Sherlock was clever. Everyone said so. There was nothing he couldn't figure out if he put his mind to it — much to the consternation of his teachers. Each fact learned became intrinsic knowledge until he could hardly imagine his life before he'd learned it. Sherlock absorbed lessons like a sponge — many of them unintentionally taught — and the one he knew best was that Bea's death was all his fault. The facts were thus:

Bea wanted him to play with her.

He refused.

Bea drowned.

Ergo, had he played with Bea, she would not be dead. It had been his inaction to drown Bea That Day. 

Sherlock never told anyone his deduction. He couldn't bear the idea that they might not know, and should he tell them, they would. They would see the truth behind the charm and mischief to the selfish little boy that killed his sister.

So Sherlock smiled, and deflected, and devoured every scrap of knowledge he could find. He became a force of nature, the singularity around which others orbited. Sherlock danced through life, restless feet and itchy fingers ensuring regular visits with Mycroft as his dear brother tried unsuccessfully to keep him out of trouble. (The visage of his sister growing up in the corner of his eye.) He kept moving, driven by the need to partake in everything this world had to offer.

Sherlock had stolen Bea's chance to experience life for herself; the least he could do was share it with her now.

 


 

No one had told Mycroft the accident was his fault. His mother never brought it up during his visits; his father never sat him down and pointed out how, precisely, Mycroft's inability to mind his sister led to her death; and Sherlock refrained from mentioning That Day in any capacity.

The words had never been spoken, but the weight of them pressed heavily on his shoulders nonetheless. Mycroft was the eldest; it was his duty to uphold his family name and protect his siblings.

His failure proved to be the catalyst of his family's implosion.

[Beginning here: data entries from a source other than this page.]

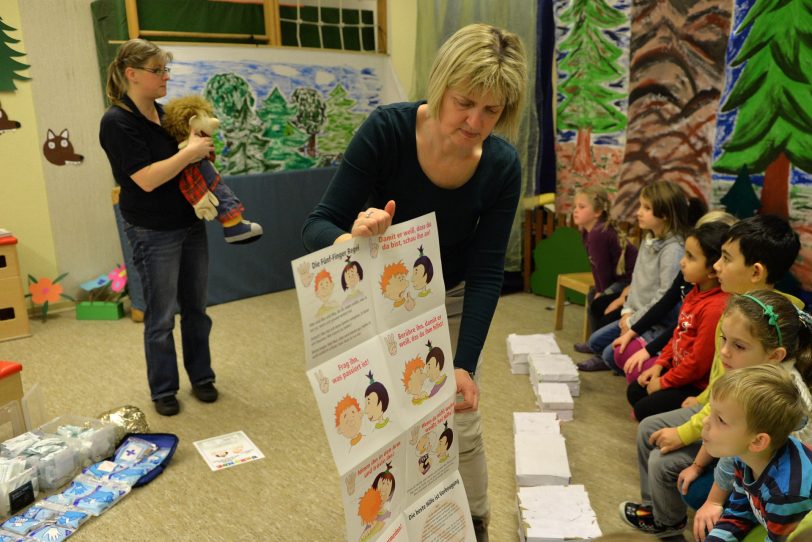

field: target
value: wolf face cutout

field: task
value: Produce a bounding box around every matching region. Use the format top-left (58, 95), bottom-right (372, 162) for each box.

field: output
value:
top-left (42, 128), bottom-right (85, 166)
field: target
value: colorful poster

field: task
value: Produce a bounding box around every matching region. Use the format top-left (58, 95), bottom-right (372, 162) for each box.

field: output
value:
top-left (291, 213), bottom-right (476, 542)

His father disappeared into his travels and banished the rest of them: his mother to the asylum, Sherlock to school, and Mycroft to London. The manor closed with no one to live in it, and Mycroft found himself desperately holding on to the remnants of his family.

The years passed and Mycroft buried himself in his work. He coaxed his way into the Foreign Office — a respectable station. Dignified. Positioned carefully to shield his brother from the harshest consequences of his own youthful exuberance. When it became clear his brother would find himself in situations he would be unable to get himself back out of, Mycroft busied himself with stockpiling favors in every corner of London society and paid meticulous attention to the exploits of one Sherlock Holmes.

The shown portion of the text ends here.